Happy Book Birthday (yesterday) to Joanna Ebenstein for her amazing book MEMENTO MORI: The Art of Contemplating Death to Live a Better Life.2
Have you ever wanted The Artist’s Way but about contemplating your own mortality? Well do I have a book for you! This thoughtful, surprising, affirming, informative book will guide you through your own thoughts about death so you can live a better life.
ONE LAST THING, friends. I never do this, but if you like Agents & Books, won’t you tell a friend? I’d love to reach more writers and you can help me do that.
Happy building, friends. Graphic design is my passion, after writing.
XOXOXOX,
Kate
Omg you have no idea how long it too me to flip that freaking emoji
Affiliate link. Proceeds go to charity.
I love this part about making friends on the internet, and then friends will want to buy your book.
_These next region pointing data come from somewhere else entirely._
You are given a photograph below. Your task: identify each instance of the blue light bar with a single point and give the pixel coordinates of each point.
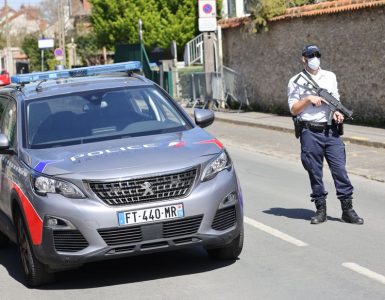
(78, 72)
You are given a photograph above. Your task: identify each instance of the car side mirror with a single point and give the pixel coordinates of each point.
(203, 117)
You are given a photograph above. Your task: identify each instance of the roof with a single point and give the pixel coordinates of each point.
(329, 7)
(321, 8)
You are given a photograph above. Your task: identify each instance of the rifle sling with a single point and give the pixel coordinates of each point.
(311, 79)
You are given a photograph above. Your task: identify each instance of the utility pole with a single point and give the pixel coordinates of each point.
(9, 64)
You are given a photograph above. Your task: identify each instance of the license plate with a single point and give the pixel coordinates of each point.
(149, 215)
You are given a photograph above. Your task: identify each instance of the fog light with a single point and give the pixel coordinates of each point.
(57, 223)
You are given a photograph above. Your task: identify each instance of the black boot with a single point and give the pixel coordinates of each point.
(348, 213)
(320, 214)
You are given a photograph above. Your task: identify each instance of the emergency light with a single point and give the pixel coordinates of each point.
(78, 72)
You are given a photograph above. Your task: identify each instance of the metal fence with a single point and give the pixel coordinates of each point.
(226, 86)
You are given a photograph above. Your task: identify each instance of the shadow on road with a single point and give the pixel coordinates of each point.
(294, 213)
(121, 271)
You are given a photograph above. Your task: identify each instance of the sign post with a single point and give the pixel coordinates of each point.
(59, 54)
(207, 23)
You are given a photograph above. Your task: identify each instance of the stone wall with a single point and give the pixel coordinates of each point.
(352, 45)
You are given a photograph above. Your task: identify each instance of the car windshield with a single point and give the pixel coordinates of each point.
(91, 116)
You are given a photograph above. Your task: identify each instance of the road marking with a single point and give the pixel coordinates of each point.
(274, 232)
(364, 271)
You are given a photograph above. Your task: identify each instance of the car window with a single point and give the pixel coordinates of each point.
(3, 105)
(100, 115)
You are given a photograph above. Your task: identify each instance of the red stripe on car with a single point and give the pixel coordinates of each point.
(34, 222)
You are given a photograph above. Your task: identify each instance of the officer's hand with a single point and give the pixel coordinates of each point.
(338, 117)
(315, 100)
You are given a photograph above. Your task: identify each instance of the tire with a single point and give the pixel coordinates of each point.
(4, 241)
(34, 271)
(230, 251)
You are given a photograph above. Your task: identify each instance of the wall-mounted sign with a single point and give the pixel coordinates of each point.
(207, 20)
(45, 43)
(207, 8)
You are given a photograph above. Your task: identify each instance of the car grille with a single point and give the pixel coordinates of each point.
(118, 236)
(150, 189)
(181, 227)
(69, 241)
(224, 218)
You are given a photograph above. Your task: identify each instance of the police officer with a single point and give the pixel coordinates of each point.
(320, 140)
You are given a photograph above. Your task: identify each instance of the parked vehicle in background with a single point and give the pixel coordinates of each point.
(4, 78)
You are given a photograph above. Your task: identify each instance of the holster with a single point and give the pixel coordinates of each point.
(297, 127)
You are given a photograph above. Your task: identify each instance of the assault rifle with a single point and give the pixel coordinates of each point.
(328, 98)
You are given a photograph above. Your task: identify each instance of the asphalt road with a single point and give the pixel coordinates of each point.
(284, 256)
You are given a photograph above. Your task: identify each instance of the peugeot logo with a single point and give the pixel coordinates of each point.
(147, 188)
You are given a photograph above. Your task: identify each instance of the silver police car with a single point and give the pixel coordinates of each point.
(100, 163)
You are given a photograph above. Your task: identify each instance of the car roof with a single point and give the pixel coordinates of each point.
(59, 82)
(81, 84)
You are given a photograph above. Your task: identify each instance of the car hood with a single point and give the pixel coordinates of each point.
(126, 157)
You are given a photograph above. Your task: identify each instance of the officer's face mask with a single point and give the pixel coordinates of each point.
(313, 63)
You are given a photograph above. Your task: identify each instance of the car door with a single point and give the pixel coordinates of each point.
(8, 162)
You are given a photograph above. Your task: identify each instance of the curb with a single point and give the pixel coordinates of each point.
(354, 140)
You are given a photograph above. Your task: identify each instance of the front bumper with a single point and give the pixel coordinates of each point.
(210, 221)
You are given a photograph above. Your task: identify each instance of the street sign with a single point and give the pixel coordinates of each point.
(207, 20)
(207, 24)
(59, 54)
(45, 43)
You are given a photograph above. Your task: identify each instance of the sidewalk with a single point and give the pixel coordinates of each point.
(361, 135)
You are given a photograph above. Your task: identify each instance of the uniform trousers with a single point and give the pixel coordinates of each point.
(317, 145)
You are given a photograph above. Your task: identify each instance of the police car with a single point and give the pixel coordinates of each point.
(100, 163)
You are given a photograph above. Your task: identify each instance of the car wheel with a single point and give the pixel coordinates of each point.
(3, 240)
(35, 272)
(230, 251)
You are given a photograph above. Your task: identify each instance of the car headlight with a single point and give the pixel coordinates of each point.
(218, 164)
(43, 185)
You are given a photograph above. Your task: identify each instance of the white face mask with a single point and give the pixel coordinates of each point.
(314, 63)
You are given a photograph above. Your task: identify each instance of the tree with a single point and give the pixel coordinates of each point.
(116, 22)
(87, 49)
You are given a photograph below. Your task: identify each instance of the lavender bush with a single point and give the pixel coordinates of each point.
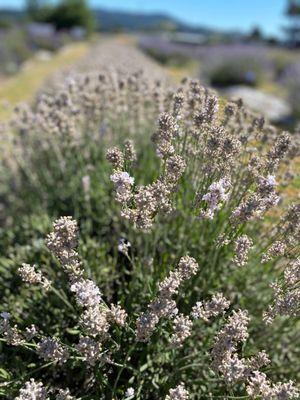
(140, 241)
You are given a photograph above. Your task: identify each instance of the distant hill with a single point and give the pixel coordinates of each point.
(108, 21)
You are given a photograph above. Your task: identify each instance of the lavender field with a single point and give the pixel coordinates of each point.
(150, 226)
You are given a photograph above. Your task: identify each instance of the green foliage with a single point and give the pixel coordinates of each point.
(66, 14)
(62, 141)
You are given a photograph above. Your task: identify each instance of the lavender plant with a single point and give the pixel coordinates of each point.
(164, 291)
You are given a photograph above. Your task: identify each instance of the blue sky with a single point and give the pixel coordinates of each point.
(223, 14)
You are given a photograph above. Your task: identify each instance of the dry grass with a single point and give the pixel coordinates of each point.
(24, 85)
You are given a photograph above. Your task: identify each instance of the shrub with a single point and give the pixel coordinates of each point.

Case in point: I, to this day, have a small number of sales that regularly happen in Germany, even though I've never tried to reach Germany in any way with my marketing. Instead, I was on a forum where I used to chat a lot, and I'd made online friends with a German girl who got really excited when I offhand mentioned I was publishing a new book, and she went and bought it and recommended it to all her IRL friends. And that was enough of an algorithm boost that a few more Germans also started to read the series. And now I have this very small dedicated readership in Germany that brings in new sales every time I put out a new book. All because I found someone on a forum who I could talk to about sewing and embroidery, being the only two of us there who shared that interest, and chatted away to her, years ago.
Kate,
Game changer when writing papers (or books, in your case): have you tried the Zotero add-on to Word? You can scan a book or paper's code, use an ISBN, etc. to load your references, and then when you're done with said paper or book, and you've chosen how you want to cite (Chicago, MLA, etc.), Zotero will do your footnotes OR bibliography FOR YOU! Maybe you know about this already. But it saves SO. MUCH. TIME.